The Union County Commissioners are leasing their farm ground.
The county recently accepted a bid from Darrison Cook to farm 72 acres of county ground. County officials said the county owns 66 acres on County Home Road and “the rest is spread out on some other areas,” said County Administrator Tim Hansley.
Cook will pay $185 per acre to farm the land. The bid was more than $40 above the only other bidder, Lee Farms.
Hansley said that county officials worked closely with the Ohio State University Ag Extension Office to create a set of best practices form managing the land. He said the county has set parameters for what chemicals may be applied to the land and how they need to be applied.
“This is the first time we are having any standards,” Hansley said.
He added, “We spent some time working on this so people aren’t just taking advantage and stripping the land.”
He said the fine details of the contract are still being worked out. He said the day bids were opened, the county engineer said he needed more space for storage. He said that will likely change the acreage available to be farm.

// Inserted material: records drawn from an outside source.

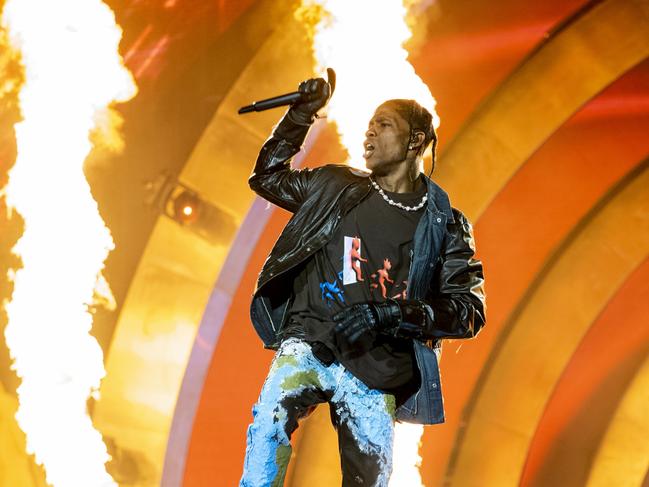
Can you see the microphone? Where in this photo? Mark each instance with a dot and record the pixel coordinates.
(288, 98)
(274, 102)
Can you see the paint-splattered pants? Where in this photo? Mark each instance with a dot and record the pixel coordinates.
(296, 383)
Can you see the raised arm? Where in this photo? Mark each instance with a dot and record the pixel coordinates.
(273, 178)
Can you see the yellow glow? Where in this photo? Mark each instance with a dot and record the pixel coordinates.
(363, 41)
(407, 440)
(73, 72)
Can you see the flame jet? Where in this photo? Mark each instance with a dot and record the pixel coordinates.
(73, 73)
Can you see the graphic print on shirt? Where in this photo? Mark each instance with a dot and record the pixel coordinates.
(352, 260)
(383, 275)
(380, 279)
(331, 290)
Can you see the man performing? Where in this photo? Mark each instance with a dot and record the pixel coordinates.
(363, 237)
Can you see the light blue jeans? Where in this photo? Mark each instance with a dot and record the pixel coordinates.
(296, 383)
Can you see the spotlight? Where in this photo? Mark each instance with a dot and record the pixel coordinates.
(186, 207)
(190, 210)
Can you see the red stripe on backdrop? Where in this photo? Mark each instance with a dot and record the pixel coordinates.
(519, 231)
(618, 333)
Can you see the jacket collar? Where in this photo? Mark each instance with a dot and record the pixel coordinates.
(438, 199)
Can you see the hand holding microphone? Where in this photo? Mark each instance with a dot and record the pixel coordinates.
(312, 95)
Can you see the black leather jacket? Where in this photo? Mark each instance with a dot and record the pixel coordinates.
(445, 279)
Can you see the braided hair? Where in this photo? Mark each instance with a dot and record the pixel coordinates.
(419, 120)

Hall said Cook’s contract is three years with an option for an additional two.
Hansley said that in the past the arrangements to farm the land were, “very informal.”

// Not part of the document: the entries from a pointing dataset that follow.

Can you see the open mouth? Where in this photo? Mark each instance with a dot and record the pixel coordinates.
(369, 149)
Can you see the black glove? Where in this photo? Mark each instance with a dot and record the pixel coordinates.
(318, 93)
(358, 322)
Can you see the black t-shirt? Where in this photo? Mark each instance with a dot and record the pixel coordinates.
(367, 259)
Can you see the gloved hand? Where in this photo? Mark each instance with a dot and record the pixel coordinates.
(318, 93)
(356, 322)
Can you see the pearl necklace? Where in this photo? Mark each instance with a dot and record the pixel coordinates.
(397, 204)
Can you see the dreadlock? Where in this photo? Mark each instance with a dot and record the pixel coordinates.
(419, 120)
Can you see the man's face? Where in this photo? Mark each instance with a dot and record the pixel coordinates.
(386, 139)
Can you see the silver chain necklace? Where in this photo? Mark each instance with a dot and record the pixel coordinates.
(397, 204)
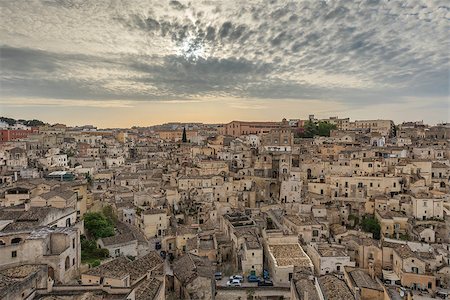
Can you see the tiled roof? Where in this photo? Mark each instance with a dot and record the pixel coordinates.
(147, 289)
(189, 266)
(334, 289)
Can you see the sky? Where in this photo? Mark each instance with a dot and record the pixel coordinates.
(122, 63)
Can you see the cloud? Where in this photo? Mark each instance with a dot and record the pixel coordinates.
(355, 52)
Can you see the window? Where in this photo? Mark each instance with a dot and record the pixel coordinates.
(67, 263)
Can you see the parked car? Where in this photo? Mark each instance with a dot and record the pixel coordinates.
(253, 278)
(266, 274)
(218, 275)
(233, 282)
(158, 245)
(237, 277)
(265, 282)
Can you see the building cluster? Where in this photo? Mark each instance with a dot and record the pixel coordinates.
(363, 213)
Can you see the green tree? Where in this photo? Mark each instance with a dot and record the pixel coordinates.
(98, 225)
(370, 224)
(310, 129)
(324, 128)
(109, 213)
(184, 138)
(90, 252)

“It goes back to the Max Robinson era, and maybe even before that,” Commissioner Charles Hall said.
Hall said that group of commissioners asked Gary Lee, of Lee Farms, to tend the ground. He explained the county paid for seed and fertilizer and reimbursed the farmer for costs. The county also paid the farmer to farmer the land.
“All the income went to the county,” Hall explained.

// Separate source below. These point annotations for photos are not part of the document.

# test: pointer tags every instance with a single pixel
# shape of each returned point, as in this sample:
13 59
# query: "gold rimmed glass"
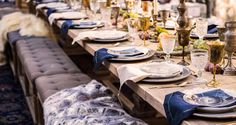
164 16
216 54
144 24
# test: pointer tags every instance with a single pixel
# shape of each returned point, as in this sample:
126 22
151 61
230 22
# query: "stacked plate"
215 106
165 72
130 53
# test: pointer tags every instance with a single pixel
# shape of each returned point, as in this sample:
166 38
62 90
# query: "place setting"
102 36
200 102
122 54
80 24
73 15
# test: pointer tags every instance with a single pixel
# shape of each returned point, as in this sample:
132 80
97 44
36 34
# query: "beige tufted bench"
41 57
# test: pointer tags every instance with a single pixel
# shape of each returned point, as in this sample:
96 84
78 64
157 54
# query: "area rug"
13 106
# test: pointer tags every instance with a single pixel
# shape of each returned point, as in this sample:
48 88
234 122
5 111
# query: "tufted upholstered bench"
41 57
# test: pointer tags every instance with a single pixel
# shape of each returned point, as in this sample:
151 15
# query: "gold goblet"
216 51
164 16
183 40
144 24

When Gary Lee became a commissioner, the county asked Dean Cook to take over the farming of the county ground. How was Cook selected?
According to information from the Union County Commissioner’s Office, over the last five years, the county paid Cook an average of $16,904.53 to cover his fees as well as the actual costs of farming the land — seed, fertilizer, equipment use, etc. Officials said Cook was paid using contract rates established by agriculture officials, though no one could give the actual amount.
According to information from the Union County Commissioner’s Office, for the last four years, the county averaged $20,769.47 in profit after the bills were paid.
Hansley said he is “a little disappointed in the bids. Based on the averages, the county will actually lose almost $7,500 a year by leasing the land.
“I was hoping we would have more than just two bidders,” Hansley said.
Regardless of how the arrangements were handled in the past, Hansley said bidding the farming options is the right way to do it.
“We are finally becoming one of the big boys and want to do things the right way,” Hansley said.
He added, “It was never about the money, but it is nice to get some revenue off it. In a county struggling for revenue, every little bit helps, but mostly, we just wanted to keep it from going to weeds.”